Anyway, after that discussion came the wedding feast of the Lamb and one of the points was that the Lord's supper anticipates that wedding feast. I commented here recently about how often the Bible compares Christianity to marriage, and this is another of those and this time the comparison has to do with when He is fully united with the Church, which is His betrothed until He returns. As we take the Lord's supper, we both look backward to the cross and forward to the marriage feast.



Since Yom Kippur, the Day of Atonement, happens in September the same week as this sermon, I was reminded of how that holiday relates to Passover, one looking back and the other more forward looking. The Passover lamb died to provide the blood for the doorpost in Egypt, protecting Israel from the death angel, causing him to pass over their homes. It is celebrated with a roasted lamb, bread, and wine as well as bitterherbs and salt water and looks back to that event in Egypt. Jesus became the Lamb who took away the need for more sacrificial lambs and took away our tears and bitterness, so the Lord's supper is celebrated with only the bread and wine. No other lamb will ever be needed. We look backward to His act of sacrifice in that way at the Lord's supper, and the absence of the lamb, bitter herbs, and salt water give testimony to what He did and it, as Paul said, 'proclaims the Lord's death until he comes' (I Cor 11:26).

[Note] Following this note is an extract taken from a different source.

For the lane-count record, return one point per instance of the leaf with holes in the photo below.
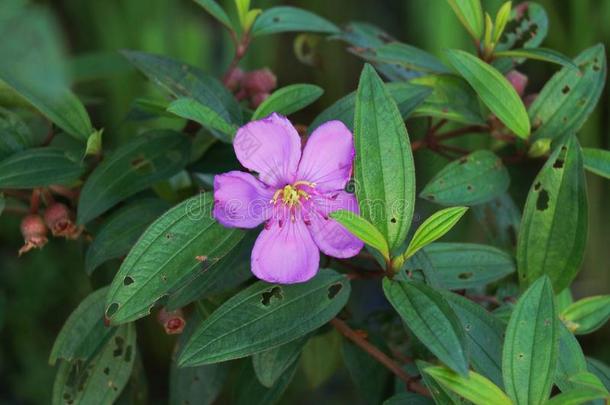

And when He comes, we will do what Christ promised when He first celebrated the Lord's supper with the Disciples, saying about the bread and wine, ' I will not drink of the fruit of the vine again until that day when I drink it new in the kingdom of God' (Mark 14:25 but also Luke 22:18 and Matt 26:29). This could well be at the marriage feast of Revelation 19. I think of Yom Kippur as a fresh start, with the sins being carried off by the 'scape goat' and a chance to begin anew, and in that way the forward looking part of the Lord's supper, coming as it did in a sermon at the time of Yom Kippur, reminded me of that. Yom Kippur also comes at the start of the Jewish new year, which is a forward-looking time. Most often I only think about the backward looking part of the Lord's supper and omit the forward looking part. I appreciated, and needed the reminder about, the forward looking part.